More 'Quiet Period' Noise
12:30 PM -- U.S. cable's push for a lengthy retrans "quiet period" before and after the digital TV transition received some important support from Capitol Hill yesterday.
In a letter fired off to the Federal Communications Commission (FCC) and the National Telecommunications and Information Administration (NTIA) (NTIA), Reps.

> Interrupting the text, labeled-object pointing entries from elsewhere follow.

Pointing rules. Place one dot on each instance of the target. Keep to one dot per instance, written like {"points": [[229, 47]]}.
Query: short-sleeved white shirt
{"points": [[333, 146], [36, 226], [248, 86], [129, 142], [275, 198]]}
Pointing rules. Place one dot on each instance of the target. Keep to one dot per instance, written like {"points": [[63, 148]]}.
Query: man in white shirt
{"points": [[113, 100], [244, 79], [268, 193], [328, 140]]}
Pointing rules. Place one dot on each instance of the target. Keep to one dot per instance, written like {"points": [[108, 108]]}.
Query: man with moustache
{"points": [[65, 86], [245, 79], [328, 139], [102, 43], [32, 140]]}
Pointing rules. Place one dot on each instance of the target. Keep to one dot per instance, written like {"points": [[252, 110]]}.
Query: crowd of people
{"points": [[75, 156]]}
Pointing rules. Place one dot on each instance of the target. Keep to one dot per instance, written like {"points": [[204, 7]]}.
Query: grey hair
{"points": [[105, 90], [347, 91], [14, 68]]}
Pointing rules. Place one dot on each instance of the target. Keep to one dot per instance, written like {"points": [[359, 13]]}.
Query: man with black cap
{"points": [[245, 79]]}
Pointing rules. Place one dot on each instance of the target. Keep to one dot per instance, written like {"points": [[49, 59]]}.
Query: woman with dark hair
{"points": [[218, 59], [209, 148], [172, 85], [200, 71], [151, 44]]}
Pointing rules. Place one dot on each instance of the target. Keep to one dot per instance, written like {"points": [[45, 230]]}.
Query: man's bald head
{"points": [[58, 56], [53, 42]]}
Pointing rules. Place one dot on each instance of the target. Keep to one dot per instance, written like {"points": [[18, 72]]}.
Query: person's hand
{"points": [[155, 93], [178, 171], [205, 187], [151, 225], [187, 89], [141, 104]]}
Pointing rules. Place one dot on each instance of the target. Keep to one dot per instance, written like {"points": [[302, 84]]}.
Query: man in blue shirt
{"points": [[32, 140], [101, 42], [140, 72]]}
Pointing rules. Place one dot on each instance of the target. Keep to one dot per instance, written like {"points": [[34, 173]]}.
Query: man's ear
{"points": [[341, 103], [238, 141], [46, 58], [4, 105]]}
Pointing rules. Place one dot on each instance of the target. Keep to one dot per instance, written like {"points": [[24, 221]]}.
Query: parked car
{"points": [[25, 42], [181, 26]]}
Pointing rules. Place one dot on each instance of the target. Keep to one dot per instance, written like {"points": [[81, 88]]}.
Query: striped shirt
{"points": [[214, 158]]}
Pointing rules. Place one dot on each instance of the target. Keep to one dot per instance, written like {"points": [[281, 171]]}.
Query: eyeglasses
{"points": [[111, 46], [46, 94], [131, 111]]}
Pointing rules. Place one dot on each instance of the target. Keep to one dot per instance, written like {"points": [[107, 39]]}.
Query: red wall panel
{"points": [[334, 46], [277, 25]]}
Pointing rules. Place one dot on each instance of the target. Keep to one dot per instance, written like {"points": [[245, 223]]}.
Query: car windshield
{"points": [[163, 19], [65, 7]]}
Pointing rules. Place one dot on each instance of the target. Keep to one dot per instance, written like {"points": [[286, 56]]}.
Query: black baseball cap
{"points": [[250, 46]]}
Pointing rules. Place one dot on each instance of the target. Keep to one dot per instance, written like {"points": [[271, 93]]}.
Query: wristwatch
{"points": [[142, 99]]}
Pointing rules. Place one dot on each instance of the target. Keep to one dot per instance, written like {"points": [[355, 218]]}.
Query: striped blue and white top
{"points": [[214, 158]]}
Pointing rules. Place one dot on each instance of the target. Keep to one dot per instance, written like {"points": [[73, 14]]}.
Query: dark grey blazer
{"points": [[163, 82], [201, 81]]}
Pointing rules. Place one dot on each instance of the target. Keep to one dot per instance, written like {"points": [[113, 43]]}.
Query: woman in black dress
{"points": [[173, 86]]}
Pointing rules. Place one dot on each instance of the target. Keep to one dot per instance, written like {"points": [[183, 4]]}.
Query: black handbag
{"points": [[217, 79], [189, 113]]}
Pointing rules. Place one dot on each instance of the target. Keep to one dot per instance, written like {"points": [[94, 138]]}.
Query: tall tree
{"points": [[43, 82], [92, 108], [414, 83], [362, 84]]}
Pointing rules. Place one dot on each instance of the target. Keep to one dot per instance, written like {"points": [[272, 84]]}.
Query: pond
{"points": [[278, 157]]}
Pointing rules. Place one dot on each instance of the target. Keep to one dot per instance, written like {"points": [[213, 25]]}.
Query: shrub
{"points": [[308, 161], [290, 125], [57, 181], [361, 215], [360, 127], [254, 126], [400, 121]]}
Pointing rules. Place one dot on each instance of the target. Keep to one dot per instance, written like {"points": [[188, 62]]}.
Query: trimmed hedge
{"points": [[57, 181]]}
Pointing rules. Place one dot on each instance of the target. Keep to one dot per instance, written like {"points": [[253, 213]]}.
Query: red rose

Anna Eshoo (D-Calif.) and Nathan Deal (R-Ga.) backed cable's position by requesting that retransmission negotiations between cable, satellite, and telco TV operators and broadcasters be suspended, suggesting that such a "quiet period" begin before Dec. 31, 2008, and extend through March 1, 2009.
Dropped signals, "as a result of broadcast carriage disputes, could needlessly confuse cable and satellite customers and interfere with the transition," they wrote.
As proof, they note that the NTIA recently detected an uptick in consumer demand for over-the-air digital-to-analog converter boxes in the markets affected by an ongoing retransmission dispute between LIN Television and two cable operators: Time Warner Cable Inc. (NYSE: TWC) and Bright House Networks .
The National Association of Broadcasters (NAB) has proposed a "voluntary" quiet period that runs from Feb. 4, 2009 through March 4, 2009. The cable industry has argued that it's not enough and could make further carriage squabbles unavoidable. (See 'Quiet Period' Noise .) The American Cable Association (ACA) , for example, wants the FCC to adopt a six-month quiet period that runs from Jan. 1 through May 31, 2009.
National Cable & Telecommunications Association (NCTA) president & CEO Kyle McSlarrow applauded the letter from Eshoo and Deal, noting that many retrans consent deals expire at the end of this year. "The NAB's proposal… is nothing more than a hollow gesture," he said in a prepared statement. "The digital transition will be challenging enough without burdening consumers with ill-timed retransmission consent disputes.”